Documents d’accompagnement: télécharger tous les documents permettant d’identifier le(s) bien(s) culturel(s), de déterminer sa (leur) provenance ou de prouver sa (leur) valeur, tels qu’expertises, inventaires des collections, catalogues, publications, etc.

9.

Déclaration du demandeur/exportateur: déclaration sur la véracité des déclarations et des informations fournies par l’institution qui a introduit la demande à l’appui de sa demande d’autorisation d’exportation ouverte générale. La déclaration doit être signée au moyen de la signature électronique du représentant du musée et horodatée.

10.

Décision de l’autorité compétente: cette partie doit être remplie par l’autorité compétente, laquelle indique si la demande est acceptée et si l’autorisation d’exportation est accordée.

11.

Valide jusqu’au/date d’expiration: l’autorité compétente doit indiquer la date d’expiration de l’autorisation d’exportation ouverte générale (maximum 5 ans à compter de la date de délivrance).

Liste des biens culturels destinés à être exportés temporairement: pour chaque envoi expédié sur la base de l’autorisation ouverte générale, le musée titulaire de l’autorisation ou son représentant habilité doit télécharger dans le système ECG une liste des biens culturels à exporter qui appartiennent à la collection permanente du musée.

Indiquer, pour chaque bien culturel faisant partie de la liste, le numéro de catégorie ou de sous-catégorie, le numéro d’inventaire ou toute autre mention indicative dans la collection permanente du musée, le classement dans la nomenclature combinée et une brève description du type, de l’âge, du créateur, de l’intitulé ou du thème ainsi que d’éventuelles caractéristiques particulières de l’objet.
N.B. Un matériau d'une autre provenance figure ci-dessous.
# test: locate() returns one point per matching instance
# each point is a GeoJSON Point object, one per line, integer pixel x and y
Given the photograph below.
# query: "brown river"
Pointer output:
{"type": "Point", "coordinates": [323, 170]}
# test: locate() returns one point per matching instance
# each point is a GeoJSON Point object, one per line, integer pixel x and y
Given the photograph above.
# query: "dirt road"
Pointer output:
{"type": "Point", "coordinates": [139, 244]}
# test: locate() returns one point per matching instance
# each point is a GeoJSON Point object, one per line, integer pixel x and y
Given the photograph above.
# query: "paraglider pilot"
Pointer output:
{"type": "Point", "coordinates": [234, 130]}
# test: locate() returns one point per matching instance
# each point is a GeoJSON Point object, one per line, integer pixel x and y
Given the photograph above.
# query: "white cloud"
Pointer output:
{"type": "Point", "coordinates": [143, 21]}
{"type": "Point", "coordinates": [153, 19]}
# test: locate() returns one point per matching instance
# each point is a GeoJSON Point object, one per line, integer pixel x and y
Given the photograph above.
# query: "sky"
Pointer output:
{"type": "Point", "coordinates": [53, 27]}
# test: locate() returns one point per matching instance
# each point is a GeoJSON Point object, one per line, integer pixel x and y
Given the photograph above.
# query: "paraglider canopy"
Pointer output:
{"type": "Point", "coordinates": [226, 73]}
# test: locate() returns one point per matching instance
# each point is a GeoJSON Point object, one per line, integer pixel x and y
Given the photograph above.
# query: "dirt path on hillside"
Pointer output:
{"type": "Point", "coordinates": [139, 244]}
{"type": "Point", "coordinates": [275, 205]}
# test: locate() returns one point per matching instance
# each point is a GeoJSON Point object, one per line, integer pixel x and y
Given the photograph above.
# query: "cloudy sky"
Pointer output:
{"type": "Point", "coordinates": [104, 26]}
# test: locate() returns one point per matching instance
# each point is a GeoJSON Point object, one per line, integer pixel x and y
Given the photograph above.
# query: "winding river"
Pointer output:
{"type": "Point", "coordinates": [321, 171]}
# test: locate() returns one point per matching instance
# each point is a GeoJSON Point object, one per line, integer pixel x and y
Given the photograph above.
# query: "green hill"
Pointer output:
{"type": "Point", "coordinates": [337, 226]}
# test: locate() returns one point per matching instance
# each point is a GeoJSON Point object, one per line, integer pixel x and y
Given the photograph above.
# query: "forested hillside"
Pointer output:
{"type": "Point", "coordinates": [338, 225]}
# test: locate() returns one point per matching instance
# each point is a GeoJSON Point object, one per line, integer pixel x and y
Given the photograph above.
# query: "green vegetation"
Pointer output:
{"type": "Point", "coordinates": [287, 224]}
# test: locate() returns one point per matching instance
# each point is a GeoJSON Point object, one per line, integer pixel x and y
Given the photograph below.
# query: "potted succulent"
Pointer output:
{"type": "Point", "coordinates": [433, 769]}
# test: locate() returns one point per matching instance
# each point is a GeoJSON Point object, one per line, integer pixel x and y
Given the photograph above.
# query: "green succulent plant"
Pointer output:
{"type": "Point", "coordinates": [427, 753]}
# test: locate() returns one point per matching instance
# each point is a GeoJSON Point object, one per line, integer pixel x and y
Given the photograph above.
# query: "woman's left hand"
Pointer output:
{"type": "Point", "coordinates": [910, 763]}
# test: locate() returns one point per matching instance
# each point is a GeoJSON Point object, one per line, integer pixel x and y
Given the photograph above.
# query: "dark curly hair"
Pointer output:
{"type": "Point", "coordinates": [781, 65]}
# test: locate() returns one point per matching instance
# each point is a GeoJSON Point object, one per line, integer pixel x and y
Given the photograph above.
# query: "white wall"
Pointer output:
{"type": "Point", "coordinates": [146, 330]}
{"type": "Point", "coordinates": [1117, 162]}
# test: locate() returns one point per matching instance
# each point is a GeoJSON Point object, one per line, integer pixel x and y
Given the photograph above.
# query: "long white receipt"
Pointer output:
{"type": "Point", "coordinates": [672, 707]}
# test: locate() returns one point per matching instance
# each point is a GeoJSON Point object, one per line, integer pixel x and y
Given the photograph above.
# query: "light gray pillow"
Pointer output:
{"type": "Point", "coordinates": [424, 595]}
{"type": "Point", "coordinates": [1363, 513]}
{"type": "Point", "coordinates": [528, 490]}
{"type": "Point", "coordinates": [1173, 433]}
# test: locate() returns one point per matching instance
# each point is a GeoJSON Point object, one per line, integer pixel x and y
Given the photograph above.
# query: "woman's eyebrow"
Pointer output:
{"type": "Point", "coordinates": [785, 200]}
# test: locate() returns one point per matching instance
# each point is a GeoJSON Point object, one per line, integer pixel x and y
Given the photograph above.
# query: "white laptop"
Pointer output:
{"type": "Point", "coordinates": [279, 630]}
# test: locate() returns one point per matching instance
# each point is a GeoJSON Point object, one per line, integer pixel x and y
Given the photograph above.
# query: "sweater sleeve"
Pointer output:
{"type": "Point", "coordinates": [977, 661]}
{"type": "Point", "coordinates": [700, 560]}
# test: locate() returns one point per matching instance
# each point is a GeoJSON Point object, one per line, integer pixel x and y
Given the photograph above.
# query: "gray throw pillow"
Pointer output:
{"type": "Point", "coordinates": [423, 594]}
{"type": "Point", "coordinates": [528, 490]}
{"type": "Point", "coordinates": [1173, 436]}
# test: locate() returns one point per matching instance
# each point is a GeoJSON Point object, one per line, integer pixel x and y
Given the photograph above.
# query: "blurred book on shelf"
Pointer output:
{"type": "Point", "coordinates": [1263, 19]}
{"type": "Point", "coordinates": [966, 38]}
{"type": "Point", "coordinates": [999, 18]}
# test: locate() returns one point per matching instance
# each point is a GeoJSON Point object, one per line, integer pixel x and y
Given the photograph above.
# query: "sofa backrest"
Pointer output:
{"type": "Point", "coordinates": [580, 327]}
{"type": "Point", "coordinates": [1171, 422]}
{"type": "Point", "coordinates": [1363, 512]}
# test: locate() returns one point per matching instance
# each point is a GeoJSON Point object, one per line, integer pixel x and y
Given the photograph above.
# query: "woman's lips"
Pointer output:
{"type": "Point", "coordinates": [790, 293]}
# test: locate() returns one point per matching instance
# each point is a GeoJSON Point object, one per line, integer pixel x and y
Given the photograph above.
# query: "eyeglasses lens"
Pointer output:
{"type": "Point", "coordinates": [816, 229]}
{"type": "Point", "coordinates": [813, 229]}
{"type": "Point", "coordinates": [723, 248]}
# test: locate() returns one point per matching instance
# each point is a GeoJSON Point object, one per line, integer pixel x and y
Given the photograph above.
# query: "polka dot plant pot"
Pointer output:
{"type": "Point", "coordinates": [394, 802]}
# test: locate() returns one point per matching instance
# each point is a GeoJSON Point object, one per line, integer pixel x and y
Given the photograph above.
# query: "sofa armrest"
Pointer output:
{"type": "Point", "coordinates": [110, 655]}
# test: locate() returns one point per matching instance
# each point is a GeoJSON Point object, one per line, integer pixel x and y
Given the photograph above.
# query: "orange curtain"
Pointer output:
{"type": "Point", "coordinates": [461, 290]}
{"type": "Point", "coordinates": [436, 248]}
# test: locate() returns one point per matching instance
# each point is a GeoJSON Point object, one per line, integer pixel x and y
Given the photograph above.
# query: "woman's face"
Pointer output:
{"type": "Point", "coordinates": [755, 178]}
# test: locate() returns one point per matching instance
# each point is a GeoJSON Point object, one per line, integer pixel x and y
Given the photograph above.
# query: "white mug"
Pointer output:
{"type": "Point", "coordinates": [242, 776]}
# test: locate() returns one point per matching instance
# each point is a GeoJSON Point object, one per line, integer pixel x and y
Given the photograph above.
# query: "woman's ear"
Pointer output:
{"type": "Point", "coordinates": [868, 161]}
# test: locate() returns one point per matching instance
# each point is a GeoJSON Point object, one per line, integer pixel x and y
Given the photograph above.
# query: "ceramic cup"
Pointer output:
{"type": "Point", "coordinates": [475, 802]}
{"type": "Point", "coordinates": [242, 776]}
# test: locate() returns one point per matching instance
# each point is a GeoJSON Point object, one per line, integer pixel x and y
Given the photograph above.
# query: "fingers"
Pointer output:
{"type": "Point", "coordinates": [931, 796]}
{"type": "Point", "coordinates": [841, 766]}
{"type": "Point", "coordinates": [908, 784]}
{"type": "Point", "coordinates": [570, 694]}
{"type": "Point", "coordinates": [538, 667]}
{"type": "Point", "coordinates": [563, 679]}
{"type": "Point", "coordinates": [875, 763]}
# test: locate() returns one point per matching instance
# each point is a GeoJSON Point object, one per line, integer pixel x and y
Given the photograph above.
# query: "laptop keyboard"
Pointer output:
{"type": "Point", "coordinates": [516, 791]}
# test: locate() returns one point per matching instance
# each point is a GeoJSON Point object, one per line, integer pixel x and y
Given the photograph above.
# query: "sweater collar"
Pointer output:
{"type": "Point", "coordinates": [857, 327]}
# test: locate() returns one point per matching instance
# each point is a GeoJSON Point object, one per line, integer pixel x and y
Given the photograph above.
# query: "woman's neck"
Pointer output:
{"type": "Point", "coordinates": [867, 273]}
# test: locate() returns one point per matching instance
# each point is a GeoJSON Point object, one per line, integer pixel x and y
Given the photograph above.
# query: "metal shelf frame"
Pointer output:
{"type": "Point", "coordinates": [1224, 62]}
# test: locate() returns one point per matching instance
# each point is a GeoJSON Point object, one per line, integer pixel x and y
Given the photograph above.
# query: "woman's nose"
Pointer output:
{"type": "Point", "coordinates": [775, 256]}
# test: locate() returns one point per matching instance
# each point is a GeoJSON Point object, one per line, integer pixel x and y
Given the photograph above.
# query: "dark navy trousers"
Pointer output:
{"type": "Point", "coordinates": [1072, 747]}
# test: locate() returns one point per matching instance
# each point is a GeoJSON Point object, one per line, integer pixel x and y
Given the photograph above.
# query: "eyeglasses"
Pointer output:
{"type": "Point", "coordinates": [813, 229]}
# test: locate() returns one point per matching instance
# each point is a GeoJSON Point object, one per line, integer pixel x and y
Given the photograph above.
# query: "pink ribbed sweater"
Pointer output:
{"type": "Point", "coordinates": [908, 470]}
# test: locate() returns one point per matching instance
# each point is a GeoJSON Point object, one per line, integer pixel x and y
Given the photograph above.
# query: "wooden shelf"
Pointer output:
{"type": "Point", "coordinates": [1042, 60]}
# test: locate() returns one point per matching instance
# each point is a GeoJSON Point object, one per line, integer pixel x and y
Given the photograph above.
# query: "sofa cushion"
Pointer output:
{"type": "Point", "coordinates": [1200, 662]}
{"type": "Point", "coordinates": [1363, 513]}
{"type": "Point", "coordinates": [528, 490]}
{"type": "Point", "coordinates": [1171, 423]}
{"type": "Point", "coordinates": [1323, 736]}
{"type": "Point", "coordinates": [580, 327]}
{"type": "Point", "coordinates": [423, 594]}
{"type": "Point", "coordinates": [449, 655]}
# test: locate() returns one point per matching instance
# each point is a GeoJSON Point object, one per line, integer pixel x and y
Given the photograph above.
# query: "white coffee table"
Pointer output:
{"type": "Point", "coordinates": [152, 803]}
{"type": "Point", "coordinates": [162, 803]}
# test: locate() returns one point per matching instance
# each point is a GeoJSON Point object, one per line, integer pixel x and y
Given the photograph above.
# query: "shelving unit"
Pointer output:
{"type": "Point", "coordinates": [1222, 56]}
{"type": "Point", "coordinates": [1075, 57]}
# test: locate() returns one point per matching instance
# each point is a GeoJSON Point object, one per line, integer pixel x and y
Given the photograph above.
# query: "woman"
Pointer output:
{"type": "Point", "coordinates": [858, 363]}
Télécharger au moins une photographie de bonne qualité de chaque objet. Pour les ensembles, collections ou objets similaires, par exemple une encyclopédie en douze volumes, un service à thé de Napoléon, du mobilier de type Bauhaus des années 1930, etc., la photographie peut porter sur l’ensemble complet ou la collection complète, à condition que chaque objet soit clairement visible sur l’image.